Study design setting
A cross sectional study was conducted among the medical and non-medical undergraduate University students in Dar es Salaam, Tanzania. There are 12 public and private universities/colleges in Dar es Salaam, four having medical training. The population of undergraduates in medical universities/colleges is about 5,000 and about 23,000 in non-medical universities/colleges.
Sample size and sampling
We estimated a sample of about 300 undergraduates for each group, medical and non-medical university/college students. We applied a multi-sampling strategy to get the study population. In the first stage, from the four medical university universities/colleges, we randomly selected three. We also randomly selected three out of 11 non-medical universities/colleges. In the second stage, in each selected university/college, we randomly selected relevant strata based on the year of enrolment. In Tanzania, all undergraduates in medical programmes last for five years. We excluded first and second year medical students because of the least exposure to medical training. Therefore, strata were students in their 3rd, 4th and 5th year of study. For non-medical universities/colleges, most of their programmes last for up to four years. Therefore, strata were the first through fourth year programmes. The required sample size for each group was spread equally to the available strata in each of the selected university/college. In all groups, we excluded undergraduates from abroad because of possible previous training on NCDs. We also excluded students from other health related courses which involved direct provider to patient interaction such as pharmacy and nursing programmes.
Data collection instruments
We used a self-administered the WHO STEPS (STEPwise approach to Surveillance) data collection tool on NCDs risk factors [21]. Although the general tool has three steps, we used STEP-I that entirely focuses on assessing modifiable risk factors through interviews. The tool was slightly modified to enhance better understanding of the study terms. The tool included structured questions organized into two main sections: (a) the background (social and demographic) information and (b) exposure to the five risky behaviours related to NCDs (tobacco use, alcohol consumption, unhealthy diet, salt intake and physical inactivity). The tool was organized and administered in English. Consenting participants were left with the tool to fill-in for about one week, and then we collected filled-in questionnaires for processing and analysis.
Study variables and measurements
Tobacco use:
Tobacco use was defined as those smoking cigarettes, shisha, cigars, nicotine “vaping” instruments or hand rolled cigarettes either. Smokers were either current (within 12 months) or previously (life-time).

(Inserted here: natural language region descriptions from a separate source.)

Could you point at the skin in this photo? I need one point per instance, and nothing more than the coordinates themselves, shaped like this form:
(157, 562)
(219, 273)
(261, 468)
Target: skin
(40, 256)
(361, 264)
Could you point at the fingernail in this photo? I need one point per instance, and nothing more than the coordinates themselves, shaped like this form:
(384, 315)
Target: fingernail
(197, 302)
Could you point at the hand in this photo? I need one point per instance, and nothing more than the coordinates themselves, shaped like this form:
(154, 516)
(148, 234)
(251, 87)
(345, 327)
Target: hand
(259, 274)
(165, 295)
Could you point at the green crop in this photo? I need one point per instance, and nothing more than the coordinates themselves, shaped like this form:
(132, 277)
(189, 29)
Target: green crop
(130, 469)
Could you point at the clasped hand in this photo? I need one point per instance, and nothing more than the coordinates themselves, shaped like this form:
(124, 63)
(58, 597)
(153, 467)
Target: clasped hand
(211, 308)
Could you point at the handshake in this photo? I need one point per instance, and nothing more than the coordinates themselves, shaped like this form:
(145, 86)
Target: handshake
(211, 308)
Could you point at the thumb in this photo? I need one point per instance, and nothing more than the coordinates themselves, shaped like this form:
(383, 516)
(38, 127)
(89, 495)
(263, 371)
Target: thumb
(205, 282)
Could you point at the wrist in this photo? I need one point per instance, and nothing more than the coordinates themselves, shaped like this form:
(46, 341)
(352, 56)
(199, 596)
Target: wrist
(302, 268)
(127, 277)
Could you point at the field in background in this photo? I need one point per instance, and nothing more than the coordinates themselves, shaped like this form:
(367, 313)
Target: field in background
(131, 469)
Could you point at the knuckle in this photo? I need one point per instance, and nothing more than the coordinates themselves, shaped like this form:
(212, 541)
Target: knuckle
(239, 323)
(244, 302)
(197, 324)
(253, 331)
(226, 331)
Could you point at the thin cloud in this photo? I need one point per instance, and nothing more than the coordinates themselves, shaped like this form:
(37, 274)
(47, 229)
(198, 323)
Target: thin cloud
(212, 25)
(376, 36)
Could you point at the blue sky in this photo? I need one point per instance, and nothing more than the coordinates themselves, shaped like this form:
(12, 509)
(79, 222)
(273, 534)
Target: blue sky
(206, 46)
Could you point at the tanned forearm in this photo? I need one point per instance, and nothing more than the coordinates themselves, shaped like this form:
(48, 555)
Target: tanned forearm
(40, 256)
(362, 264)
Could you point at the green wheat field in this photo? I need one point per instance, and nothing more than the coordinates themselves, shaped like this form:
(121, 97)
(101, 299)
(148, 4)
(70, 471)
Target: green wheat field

Harmful alcohol consumption:
Alcohol users were those reporting consuming alcohol and heavy episodic drinking was classified as consumption of 6 or more alcoholic drinks in one sitting. One standard alcoholic drink was regarded as consuming a 300 ml bottle of regular beer, 30 ml of spirits or 120 ml glass of wine. Any undergraduate drinking alcohol within 30 days before the date of data collection was considered a current alcohol user.
Unhealthy diet:
The proxy marker of unhealthy diet was inadequate vegetables and fruits in a typical week. One serving of vegetables was considered similar to a handful of leafy vegetables or three tablespoons of kidney beans or peas or boiled maize. One serving of fruit was considered similar to one mid-sized banana or orange or mango or a handful of grapes or similar fruits. Total fruit and vegetable consumption was computed as the sum of the average intake of vegetables and fruits per day.
Salt intake:
Salt intake was classified as good (responded affirmatively to more than 3 measures of lowering intake), poor control (1–3 specific salt control measures) and otherwise, no control.
Physical inactivity:
Physical inactivity also here referred to as sedentary life was computed as the sum of the total activity-minutes for work and recreational activities per week. Inactivity was defined as fewer than 75 minutes of vigorous or intensity activity or 150 minutes of moderate intensity physical activity per week.
High risk factors for NCDs
An undergraduate with at least two of the five risky NCDs factors was categorized high risk.
Statistical analysis
Collected data were entered into statistical software (Statistical Package for Social Sciences). They were checked for consistency and coverage before commencing the analysis. We summarized data by running frequencies for categorical variables and calculated the means or median with standard deviations or inter-quartile ranges respectively for quantitative variables. We assessed the association between the outcome variables and selected independent variables using Pearson’s Chi-Square test. Since the proportion of undergraduates with high risk behaviours for NCDs was higher than 10%, use used Poisson regression analysis to estimate the effect of type of university/college when predicting high risk level. We calculated 95% confidence intervals as a measure of strength of the association; using robust adjustment for clustering of the outcome within one institute. The level of significance was set at 5% level.